LIV. L'incontro con Giuda di Keriot e con Tommaso. Simone Zelote sanato dalla lebbra

   26 ottobre 1944.

   54.1Gesù è insieme ai suoi sei discepoli. Tanto l’altro giorno che oggi non vedo Giuda Taddeo, che pure aveva detto di voler venire a Gerusalemme con Gesù.
   Devono ancora essere le feste pasquali, perché c’è sempre molta folla per la città. È verso sera, e molti si affrettano alle case.
   Anche Gesù va verso la casa dove è ospitato. Non è la casa del Cenacolo. Quella è più nella città, per quanto prossima ai confini di essa. Questa è una vera casa già di campagna, fra folti ulivi. Dal rustico piazzaletto che ha sul davanti si vedono le piante scendere a balzi giù dal colle, fermandosi là dove è un torrentello poco ricco d’acque, che se ne va fra l’insenatura che è fra due colli, poco alti: sulla cima di un colle è il Tempio, sull’altro colle solo ulivi e ulivi. Gesù è alle prime pendici di questo morbido colle, che sale senza asprezza, tutto mite di piante pacifiche.

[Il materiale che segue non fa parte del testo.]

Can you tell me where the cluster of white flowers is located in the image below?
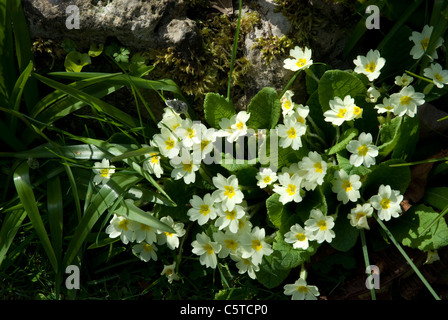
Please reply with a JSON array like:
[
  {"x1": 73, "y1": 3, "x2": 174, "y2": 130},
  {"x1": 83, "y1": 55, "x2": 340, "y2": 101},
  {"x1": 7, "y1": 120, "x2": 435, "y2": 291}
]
[{"x1": 187, "y1": 174, "x2": 273, "y2": 279}]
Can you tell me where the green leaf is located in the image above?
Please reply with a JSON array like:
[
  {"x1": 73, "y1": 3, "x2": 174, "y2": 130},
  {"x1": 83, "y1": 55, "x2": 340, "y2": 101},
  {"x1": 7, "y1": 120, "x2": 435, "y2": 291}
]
[
  {"x1": 64, "y1": 51, "x2": 92, "y2": 72},
  {"x1": 328, "y1": 128, "x2": 358, "y2": 155},
  {"x1": 247, "y1": 87, "x2": 282, "y2": 129},
  {"x1": 204, "y1": 92, "x2": 235, "y2": 129},
  {"x1": 317, "y1": 70, "x2": 367, "y2": 112},
  {"x1": 14, "y1": 162, "x2": 58, "y2": 272},
  {"x1": 390, "y1": 204, "x2": 448, "y2": 251}
]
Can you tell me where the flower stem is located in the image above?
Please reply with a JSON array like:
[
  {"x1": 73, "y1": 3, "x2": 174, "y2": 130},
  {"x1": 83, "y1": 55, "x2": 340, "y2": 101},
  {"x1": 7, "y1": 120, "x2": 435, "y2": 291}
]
[{"x1": 373, "y1": 213, "x2": 440, "y2": 300}]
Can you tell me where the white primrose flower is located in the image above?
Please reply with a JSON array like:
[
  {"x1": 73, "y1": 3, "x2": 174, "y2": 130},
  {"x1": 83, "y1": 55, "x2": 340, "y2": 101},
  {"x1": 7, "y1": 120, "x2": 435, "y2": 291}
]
[
  {"x1": 283, "y1": 278, "x2": 319, "y2": 300},
  {"x1": 106, "y1": 214, "x2": 139, "y2": 244},
  {"x1": 157, "y1": 216, "x2": 186, "y2": 250},
  {"x1": 346, "y1": 132, "x2": 378, "y2": 168},
  {"x1": 347, "y1": 203, "x2": 373, "y2": 230},
  {"x1": 305, "y1": 209, "x2": 336, "y2": 243},
  {"x1": 191, "y1": 232, "x2": 222, "y2": 269},
  {"x1": 298, "y1": 151, "x2": 328, "y2": 191},
  {"x1": 151, "y1": 128, "x2": 180, "y2": 159},
  {"x1": 375, "y1": 97, "x2": 395, "y2": 113},
  {"x1": 390, "y1": 86, "x2": 425, "y2": 118},
  {"x1": 394, "y1": 73, "x2": 414, "y2": 87},
  {"x1": 93, "y1": 159, "x2": 115, "y2": 184},
  {"x1": 274, "y1": 172, "x2": 302, "y2": 204},
  {"x1": 212, "y1": 173, "x2": 244, "y2": 211},
  {"x1": 241, "y1": 227, "x2": 274, "y2": 265},
  {"x1": 283, "y1": 46, "x2": 313, "y2": 71},
  {"x1": 409, "y1": 25, "x2": 443, "y2": 59},
  {"x1": 331, "y1": 169, "x2": 361, "y2": 204},
  {"x1": 256, "y1": 168, "x2": 278, "y2": 189},
  {"x1": 215, "y1": 203, "x2": 246, "y2": 233},
  {"x1": 132, "y1": 242, "x2": 157, "y2": 262},
  {"x1": 143, "y1": 152, "x2": 163, "y2": 178},
  {"x1": 324, "y1": 95, "x2": 362, "y2": 126},
  {"x1": 280, "y1": 90, "x2": 295, "y2": 116},
  {"x1": 213, "y1": 231, "x2": 241, "y2": 258},
  {"x1": 187, "y1": 193, "x2": 217, "y2": 226},
  {"x1": 423, "y1": 63, "x2": 448, "y2": 88},
  {"x1": 285, "y1": 223, "x2": 311, "y2": 250},
  {"x1": 353, "y1": 50, "x2": 386, "y2": 81},
  {"x1": 230, "y1": 254, "x2": 260, "y2": 280},
  {"x1": 160, "y1": 262, "x2": 180, "y2": 283},
  {"x1": 277, "y1": 117, "x2": 306, "y2": 150},
  {"x1": 170, "y1": 148, "x2": 199, "y2": 184},
  {"x1": 369, "y1": 184, "x2": 403, "y2": 221}
]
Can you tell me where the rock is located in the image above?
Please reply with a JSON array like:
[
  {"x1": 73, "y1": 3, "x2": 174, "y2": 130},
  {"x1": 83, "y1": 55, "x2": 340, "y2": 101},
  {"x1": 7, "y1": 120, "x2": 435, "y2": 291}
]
[{"x1": 22, "y1": 0, "x2": 200, "y2": 50}]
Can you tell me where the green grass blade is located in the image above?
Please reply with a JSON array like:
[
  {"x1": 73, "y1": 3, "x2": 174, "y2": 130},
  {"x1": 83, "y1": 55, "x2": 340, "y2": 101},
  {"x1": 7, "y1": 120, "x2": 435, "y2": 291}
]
[
  {"x1": 14, "y1": 162, "x2": 58, "y2": 273},
  {"x1": 0, "y1": 209, "x2": 26, "y2": 266}
]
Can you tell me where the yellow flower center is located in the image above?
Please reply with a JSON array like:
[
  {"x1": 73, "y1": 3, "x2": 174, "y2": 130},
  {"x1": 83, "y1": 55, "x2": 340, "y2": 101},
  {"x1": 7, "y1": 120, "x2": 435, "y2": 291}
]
[
  {"x1": 296, "y1": 58, "x2": 306, "y2": 68},
  {"x1": 296, "y1": 233, "x2": 306, "y2": 241},
  {"x1": 358, "y1": 144, "x2": 369, "y2": 157},
  {"x1": 313, "y1": 162, "x2": 323, "y2": 173},
  {"x1": 100, "y1": 169, "x2": 109, "y2": 178},
  {"x1": 400, "y1": 96, "x2": 412, "y2": 105},
  {"x1": 380, "y1": 198, "x2": 390, "y2": 210},
  {"x1": 366, "y1": 61, "x2": 376, "y2": 73},
  {"x1": 224, "y1": 186, "x2": 235, "y2": 199},
  {"x1": 286, "y1": 184, "x2": 296, "y2": 196},
  {"x1": 224, "y1": 239, "x2": 238, "y2": 251},
  {"x1": 204, "y1": 243, "x2": 214, "y2": 255},
  {"x1": 336, "y1": 108, "x2": 347, "y2": 118},
  {"x1": 317, "y1": 220, "x2": 327, "y2": 231},
  {"x1": 199, "y1": 204, "x2": 210, "y2": 216},
  {"x1": 165, "y1": 137, "x2": 174, "y2": 150},
  {"x1": 252, "y1": 240, "x2": 263, "y2": 251},
  {"x1": 342, "y1": 180, "x2": 353, "y2": 192},
  {"x1": 286, "y1": 127, "x2": 297, "y2": 139}
]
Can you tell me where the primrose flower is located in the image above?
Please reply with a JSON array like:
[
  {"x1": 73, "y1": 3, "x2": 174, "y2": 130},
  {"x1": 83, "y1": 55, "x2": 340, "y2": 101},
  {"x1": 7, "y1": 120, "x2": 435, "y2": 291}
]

   «Giovanni, vi sono due uomini che aspettano il tuo amico», dice un uomo anziano, che deve essere il contadino o il proprietario dell’uliveto. Direi che Giovanni lo conosce.
   «Dove sono? Chi sono?».
   «Non so. Uno certo è giudeo. L’altro… non saprei. Non gliel’ho chiesto».
   «Dove sono?».
   «Nella cucina in attesa e… e… sì… ecco… c’è anche uno tutto piaghe… Là l’ho fatto stare, perché… non vorrei fosse lebbroso… Dice che vuole vedere il Profeta che ha parlato al Tempio».

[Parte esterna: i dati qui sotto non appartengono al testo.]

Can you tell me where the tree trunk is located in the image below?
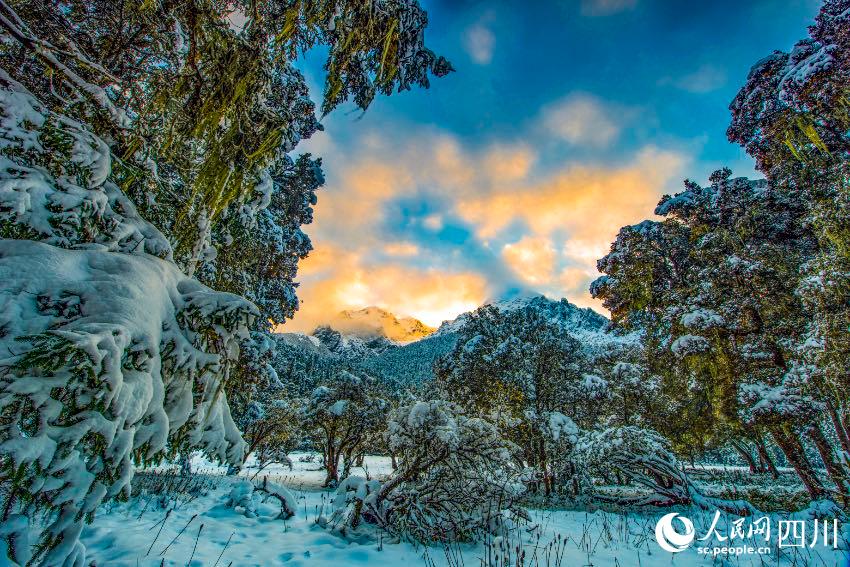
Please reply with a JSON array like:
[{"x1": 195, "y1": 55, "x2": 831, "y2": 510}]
[
  {"x1": 537, "y1": 438, "x2": 552, "y2": 496},
  {"x1": 770, "y1": 426, "x2": 826, "y2": 500},
  {"x1": 756, "y1": 435, "x2": 779, "y2": 479},
  {"x1": 323, "y1": 439, "x2": 339, "y2": 487},
  {"x1": 807, "y1": 423, "x2": 850, "y2": 505},
  {"x1": 826, "y1": 398, "x2": 850, "y2": 455},
  {"x1": 180, "y1": 453, "x2": 192, "y2": 476}
]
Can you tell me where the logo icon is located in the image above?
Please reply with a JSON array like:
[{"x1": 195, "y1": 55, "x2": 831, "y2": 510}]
[{"x1": 655, "y1": 512, "x2": 696, "y2": 553}]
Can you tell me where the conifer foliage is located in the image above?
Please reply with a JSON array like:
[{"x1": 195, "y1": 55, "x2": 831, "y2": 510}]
[{"x1": 0, "y1": 0, "x2": 451, "y2": 565}]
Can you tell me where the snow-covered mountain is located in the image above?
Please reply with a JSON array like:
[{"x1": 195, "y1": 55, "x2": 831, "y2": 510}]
[
  {"x1": 322, "y1": 306, "x2": 436, "y2": 344},
  {"x1": 436, "y1": 294, "x2": 608, "y2": 335},
  {"x1": 279, "y1": 294, "x2": 622, "y2": 383}
]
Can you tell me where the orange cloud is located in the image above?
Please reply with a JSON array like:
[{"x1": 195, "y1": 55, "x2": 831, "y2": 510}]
[
  {"x1": 282, "y1": 110, "x2": 687, "y2": 332},
  {"x1": 457, "y1": 147, "x2": 686, "y2": 251},
  {"x1": 278, "y1": 245, "x2": 489, "y2": 332},
  {"x1": 502, "y1": 236, "x2": 557, "y2": 286}
]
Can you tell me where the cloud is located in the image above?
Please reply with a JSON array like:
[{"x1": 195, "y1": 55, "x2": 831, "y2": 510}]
[
  {"x1": 658, "y1": 64, "x2": 727, "y2": 94},
  {"x1": 283, "y1": 103, "x2": 687, "y2": 331},
  {"x1": 384, "y1": 242, "x2": 419, "y2": 257},
  {"x1": 278, "y1": 244, "x2": 490, "y2": 333},
  {"x1": 484, "y1": 145, "x2": 536, "y2": 182},
  {"x1": 463, "y1": 22, "x2": 496, "y2": 65},
  {"x1": 581, "y1": 0, "x2": 637, "y2": 17},
  {"x1": 502, "y1": 236, "x2": 557, "y2": 287},
  {"x1": 540, "y1": 93, "x2": 629, "y2": 148},
  {"x1": 457, "y1": 146, "x2": 686, "y2": 251}
]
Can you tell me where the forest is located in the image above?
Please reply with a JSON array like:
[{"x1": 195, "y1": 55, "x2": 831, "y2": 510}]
[{"x1": 0, "y1": 0, "x2": 850, "y2": 567}]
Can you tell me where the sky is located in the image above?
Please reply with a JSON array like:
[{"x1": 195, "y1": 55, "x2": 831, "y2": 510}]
[{"x1": 282, "y1": 0, "x2": 820, "y2": 332}]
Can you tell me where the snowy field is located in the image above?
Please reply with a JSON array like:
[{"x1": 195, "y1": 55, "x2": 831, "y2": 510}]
[{"x1": 74, "y1": 453, "x2": 848, "y2": 567}]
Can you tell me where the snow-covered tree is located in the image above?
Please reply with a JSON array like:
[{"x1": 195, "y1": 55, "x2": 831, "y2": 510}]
[
  {"x1": 436, "y1": 306, "x2": 609, "y2": 494},
  {"x1": 0, "y1": 76, "x2": 252, "y2": 565},
  {"x1": 304, "y1": 371, "x2": 389, "y2": 486},
  {"x1": 336, "y1": 400, "x2": 525, "y2": 542},
  {"x1": 0, "y1": 0, "x2": 451, "y2": 565}
]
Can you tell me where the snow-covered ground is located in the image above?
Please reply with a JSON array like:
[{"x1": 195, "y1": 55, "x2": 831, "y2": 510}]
[{"x1": 76, "y1": 453, "x2": 848, "y2": 567}]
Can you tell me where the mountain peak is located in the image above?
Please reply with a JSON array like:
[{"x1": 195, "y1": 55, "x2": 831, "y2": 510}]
[{"x1": 314, "y1": 305, "x2": 436, "y2": 344}]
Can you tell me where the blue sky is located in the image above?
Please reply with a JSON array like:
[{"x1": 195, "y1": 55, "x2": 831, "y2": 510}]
[{"x1": 285, "y1": 0, "x2": 819, "y2": 331}]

   Gesù, che sino a quel momento aveva taciuto, dice: «Andiamo prima da questo. Di’ agli altri di venire, se vogliono. Parlerò qui, nell’uliveto, con loro». E si dirige verso il punto indicato dall’uomo.
   «E noi? Che facciamo?», chiede Pietro.
   «Venite, se volete».

   54.2Un uomo tutto imbacuccato è addossato al muretto rustico che sostiene un balzo, il più prossimo al limite del podere. Deve esser salito lì da un viottoletto che conduce lì costeggiando il torrentello.

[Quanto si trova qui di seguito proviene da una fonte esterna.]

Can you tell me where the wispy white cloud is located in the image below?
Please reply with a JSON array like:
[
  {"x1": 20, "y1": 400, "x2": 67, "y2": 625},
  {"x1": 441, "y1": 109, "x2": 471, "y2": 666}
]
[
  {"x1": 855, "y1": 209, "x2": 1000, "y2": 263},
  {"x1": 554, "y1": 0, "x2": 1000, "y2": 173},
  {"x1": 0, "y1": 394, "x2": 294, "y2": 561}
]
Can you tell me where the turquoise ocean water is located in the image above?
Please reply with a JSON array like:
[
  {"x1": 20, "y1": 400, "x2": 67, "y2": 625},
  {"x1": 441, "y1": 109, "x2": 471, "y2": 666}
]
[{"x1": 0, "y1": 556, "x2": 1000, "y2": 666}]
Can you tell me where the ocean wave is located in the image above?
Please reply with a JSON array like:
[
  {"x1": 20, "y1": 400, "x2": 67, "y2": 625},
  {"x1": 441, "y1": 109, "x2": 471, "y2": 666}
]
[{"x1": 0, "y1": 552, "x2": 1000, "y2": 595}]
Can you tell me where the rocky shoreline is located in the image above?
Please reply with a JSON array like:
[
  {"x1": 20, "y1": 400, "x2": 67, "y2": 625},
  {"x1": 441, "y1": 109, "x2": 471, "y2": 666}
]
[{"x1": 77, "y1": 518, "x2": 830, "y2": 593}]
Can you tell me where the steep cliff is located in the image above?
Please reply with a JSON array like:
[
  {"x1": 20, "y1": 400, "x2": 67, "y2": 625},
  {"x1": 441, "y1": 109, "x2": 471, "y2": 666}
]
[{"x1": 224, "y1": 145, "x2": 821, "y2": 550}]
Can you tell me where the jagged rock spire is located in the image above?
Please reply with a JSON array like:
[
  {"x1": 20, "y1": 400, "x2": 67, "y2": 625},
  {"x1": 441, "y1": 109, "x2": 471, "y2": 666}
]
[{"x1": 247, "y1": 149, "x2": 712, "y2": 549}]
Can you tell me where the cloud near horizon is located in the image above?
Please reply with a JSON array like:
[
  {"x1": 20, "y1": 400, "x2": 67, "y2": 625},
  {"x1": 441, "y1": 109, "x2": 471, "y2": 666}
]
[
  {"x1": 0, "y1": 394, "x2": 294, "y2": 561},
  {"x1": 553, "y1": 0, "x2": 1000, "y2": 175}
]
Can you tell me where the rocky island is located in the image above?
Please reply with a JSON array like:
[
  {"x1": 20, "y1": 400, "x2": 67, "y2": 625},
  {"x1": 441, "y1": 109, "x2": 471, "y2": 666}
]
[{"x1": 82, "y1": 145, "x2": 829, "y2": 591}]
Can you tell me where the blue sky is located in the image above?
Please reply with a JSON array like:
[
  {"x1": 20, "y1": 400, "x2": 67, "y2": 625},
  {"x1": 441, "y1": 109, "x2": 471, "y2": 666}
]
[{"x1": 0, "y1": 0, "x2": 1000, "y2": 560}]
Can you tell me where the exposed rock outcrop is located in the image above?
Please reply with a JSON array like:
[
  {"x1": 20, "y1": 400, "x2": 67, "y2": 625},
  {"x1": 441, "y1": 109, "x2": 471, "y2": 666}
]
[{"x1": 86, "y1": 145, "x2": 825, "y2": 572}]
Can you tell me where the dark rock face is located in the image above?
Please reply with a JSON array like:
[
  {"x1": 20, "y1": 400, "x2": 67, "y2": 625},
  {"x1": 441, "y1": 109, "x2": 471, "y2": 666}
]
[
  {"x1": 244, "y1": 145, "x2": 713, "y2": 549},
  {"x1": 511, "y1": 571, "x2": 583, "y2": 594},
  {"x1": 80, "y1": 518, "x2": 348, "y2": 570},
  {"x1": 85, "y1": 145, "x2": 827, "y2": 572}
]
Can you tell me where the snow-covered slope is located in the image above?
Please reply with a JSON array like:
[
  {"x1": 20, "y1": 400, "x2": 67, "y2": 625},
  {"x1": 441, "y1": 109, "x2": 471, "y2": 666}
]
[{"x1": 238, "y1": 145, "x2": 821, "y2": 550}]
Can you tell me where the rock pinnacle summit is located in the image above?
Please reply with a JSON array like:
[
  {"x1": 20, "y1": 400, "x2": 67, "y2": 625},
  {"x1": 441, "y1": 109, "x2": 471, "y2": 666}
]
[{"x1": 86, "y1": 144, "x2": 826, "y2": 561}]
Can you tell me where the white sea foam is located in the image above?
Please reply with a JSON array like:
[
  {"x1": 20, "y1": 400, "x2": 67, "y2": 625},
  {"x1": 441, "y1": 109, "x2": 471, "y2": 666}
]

   Quando vede venire verso di lui Gesù, grida: «Indietro, indietro! Ma anche pietà!». E scopre il suo tronco, lasciando cadere la veste. Se il viso è già coperto di croste, il tronco è un ricamo di piaghe. Quali già ridotte a buchi fondi, quali semplicemente come bruciature rosse, quali biancastre e lucide come se sopra avessero un vetrino bianco.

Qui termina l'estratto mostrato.